The strength looks broad-based rather than freakish: its average (+1.3%) and median (+1.5%) sit close together, so no single blow-out year is flattering the figure. Few months are steadier: May's returns vary by just 4.4% year to year. Better still, that strength is the fund's own and not just a buoyant market — May has outpaced the S&P 500 by +0.6 points on average. Few peers keep such company in May — the typical stock clears it just 55% of the time.
It doesn't stand entirely alone — July, October, and November have leaned firm as well, if less emphatically. The weaker half of the year is plainer: September has been the soft spot — the weakest of 5 months that average a loss (−2.0%), and the edge isn't year-round — the fund has trailed the S&P 500 in July, March, and September. Its roughest month on record was a −23.1% March in 2020 — a reminder of how hard even a seasonal name can fall.
Reassuringly, the tendency has held its shape: the recent five years still track the years behind them.
For a fund this dependable in May, the sharper question is the rest of the year — outside its strong stretch, the calendar gives far less to lean on.
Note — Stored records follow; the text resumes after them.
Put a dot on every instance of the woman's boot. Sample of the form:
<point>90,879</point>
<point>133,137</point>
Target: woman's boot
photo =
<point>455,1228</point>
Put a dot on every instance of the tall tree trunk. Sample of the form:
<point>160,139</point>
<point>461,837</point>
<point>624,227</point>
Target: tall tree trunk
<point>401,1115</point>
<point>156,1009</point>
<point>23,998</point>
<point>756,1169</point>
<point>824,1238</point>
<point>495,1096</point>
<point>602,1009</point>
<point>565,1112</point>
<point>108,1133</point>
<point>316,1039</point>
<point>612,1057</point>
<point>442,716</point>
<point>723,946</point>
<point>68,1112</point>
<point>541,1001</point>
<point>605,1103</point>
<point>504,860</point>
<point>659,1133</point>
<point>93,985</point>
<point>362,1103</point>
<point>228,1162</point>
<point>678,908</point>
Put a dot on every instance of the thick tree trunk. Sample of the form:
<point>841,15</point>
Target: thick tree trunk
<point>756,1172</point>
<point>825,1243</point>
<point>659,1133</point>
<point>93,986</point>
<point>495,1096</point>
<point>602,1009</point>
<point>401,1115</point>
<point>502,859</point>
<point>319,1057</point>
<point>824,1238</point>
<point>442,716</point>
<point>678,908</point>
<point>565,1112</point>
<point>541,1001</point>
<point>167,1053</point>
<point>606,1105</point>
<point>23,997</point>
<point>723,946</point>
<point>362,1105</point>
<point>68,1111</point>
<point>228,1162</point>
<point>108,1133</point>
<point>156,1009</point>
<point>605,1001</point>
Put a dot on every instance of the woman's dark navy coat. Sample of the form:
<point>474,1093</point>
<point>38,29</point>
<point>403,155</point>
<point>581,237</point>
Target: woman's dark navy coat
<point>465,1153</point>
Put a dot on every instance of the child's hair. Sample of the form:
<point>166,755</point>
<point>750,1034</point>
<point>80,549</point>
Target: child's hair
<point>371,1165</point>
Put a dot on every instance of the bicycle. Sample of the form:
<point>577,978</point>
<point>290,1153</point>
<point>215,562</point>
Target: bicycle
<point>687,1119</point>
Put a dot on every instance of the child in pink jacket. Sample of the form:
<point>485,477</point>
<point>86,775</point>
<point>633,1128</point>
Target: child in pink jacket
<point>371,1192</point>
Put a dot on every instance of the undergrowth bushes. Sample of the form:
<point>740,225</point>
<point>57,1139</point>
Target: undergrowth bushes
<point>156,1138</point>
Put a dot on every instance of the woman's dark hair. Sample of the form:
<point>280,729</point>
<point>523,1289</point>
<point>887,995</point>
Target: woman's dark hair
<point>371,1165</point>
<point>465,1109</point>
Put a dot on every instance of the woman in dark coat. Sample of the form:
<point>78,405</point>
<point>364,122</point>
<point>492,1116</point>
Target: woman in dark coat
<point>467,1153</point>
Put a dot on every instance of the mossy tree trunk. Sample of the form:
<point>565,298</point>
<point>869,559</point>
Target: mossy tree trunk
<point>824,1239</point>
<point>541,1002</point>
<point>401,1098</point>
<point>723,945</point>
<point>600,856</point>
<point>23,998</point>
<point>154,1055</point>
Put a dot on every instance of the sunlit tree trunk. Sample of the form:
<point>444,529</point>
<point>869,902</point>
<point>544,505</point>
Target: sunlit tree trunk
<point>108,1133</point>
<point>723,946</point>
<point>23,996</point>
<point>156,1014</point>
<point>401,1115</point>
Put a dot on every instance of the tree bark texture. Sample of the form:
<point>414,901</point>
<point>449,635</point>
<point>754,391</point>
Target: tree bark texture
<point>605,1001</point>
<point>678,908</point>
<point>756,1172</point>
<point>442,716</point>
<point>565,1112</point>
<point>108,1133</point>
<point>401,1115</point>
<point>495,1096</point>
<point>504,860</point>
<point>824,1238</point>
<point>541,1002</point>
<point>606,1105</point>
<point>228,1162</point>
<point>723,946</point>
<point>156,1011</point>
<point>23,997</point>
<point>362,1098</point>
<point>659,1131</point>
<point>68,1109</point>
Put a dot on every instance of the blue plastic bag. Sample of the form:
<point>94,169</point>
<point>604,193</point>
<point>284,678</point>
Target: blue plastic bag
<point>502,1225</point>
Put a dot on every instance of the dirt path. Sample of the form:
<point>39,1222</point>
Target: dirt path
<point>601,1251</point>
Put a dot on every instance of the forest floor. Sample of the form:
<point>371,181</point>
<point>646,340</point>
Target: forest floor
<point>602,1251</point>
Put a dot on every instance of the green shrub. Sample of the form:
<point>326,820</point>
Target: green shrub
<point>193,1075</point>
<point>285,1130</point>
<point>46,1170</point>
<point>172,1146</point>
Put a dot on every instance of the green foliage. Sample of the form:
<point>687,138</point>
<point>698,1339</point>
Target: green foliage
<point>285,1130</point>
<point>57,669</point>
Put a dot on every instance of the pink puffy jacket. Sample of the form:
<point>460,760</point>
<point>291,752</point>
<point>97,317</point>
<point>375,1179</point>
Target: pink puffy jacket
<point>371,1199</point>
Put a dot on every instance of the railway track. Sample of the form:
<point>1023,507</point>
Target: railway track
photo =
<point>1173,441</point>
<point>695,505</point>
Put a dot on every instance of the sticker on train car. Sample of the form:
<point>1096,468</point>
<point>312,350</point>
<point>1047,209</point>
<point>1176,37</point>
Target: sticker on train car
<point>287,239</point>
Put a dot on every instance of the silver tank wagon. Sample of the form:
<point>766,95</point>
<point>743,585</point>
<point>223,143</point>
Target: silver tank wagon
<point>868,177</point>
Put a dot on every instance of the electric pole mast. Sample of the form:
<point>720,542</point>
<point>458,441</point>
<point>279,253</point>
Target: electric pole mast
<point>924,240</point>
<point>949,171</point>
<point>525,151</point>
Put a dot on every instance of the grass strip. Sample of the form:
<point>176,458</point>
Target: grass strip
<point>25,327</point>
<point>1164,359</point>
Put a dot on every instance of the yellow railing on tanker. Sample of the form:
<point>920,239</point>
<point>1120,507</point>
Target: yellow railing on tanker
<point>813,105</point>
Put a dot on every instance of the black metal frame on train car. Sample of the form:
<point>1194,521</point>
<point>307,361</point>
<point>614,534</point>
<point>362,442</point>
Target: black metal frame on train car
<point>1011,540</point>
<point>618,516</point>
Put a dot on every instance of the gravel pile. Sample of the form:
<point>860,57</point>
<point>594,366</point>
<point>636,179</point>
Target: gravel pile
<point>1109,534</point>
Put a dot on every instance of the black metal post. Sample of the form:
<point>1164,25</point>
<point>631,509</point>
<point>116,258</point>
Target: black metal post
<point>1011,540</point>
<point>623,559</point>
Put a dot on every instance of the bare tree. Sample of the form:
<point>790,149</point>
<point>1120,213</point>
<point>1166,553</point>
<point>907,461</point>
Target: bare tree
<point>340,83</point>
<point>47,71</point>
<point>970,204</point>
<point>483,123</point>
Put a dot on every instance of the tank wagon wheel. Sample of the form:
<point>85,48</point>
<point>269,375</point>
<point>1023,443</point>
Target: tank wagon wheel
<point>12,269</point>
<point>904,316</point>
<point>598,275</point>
Short answers on the fund's best month (May), its worst (September), and whether it really trades seasonally.
Yes, to a moderate degree. Since 2016 its best month (May, +1.3%) has run well ahead of its worst (September, −2.0%) — the heatmap above shows how steady that gap has been year to year.
May has been the strongest, averaging +1.3% and closing higher in 7 of 10 years since 2016.
It's the weakest, averaging −2.0% — historically a soft spot, though it still varies from year to year.
Explore
These names have the strongest July track records on record — a starting point for comparison.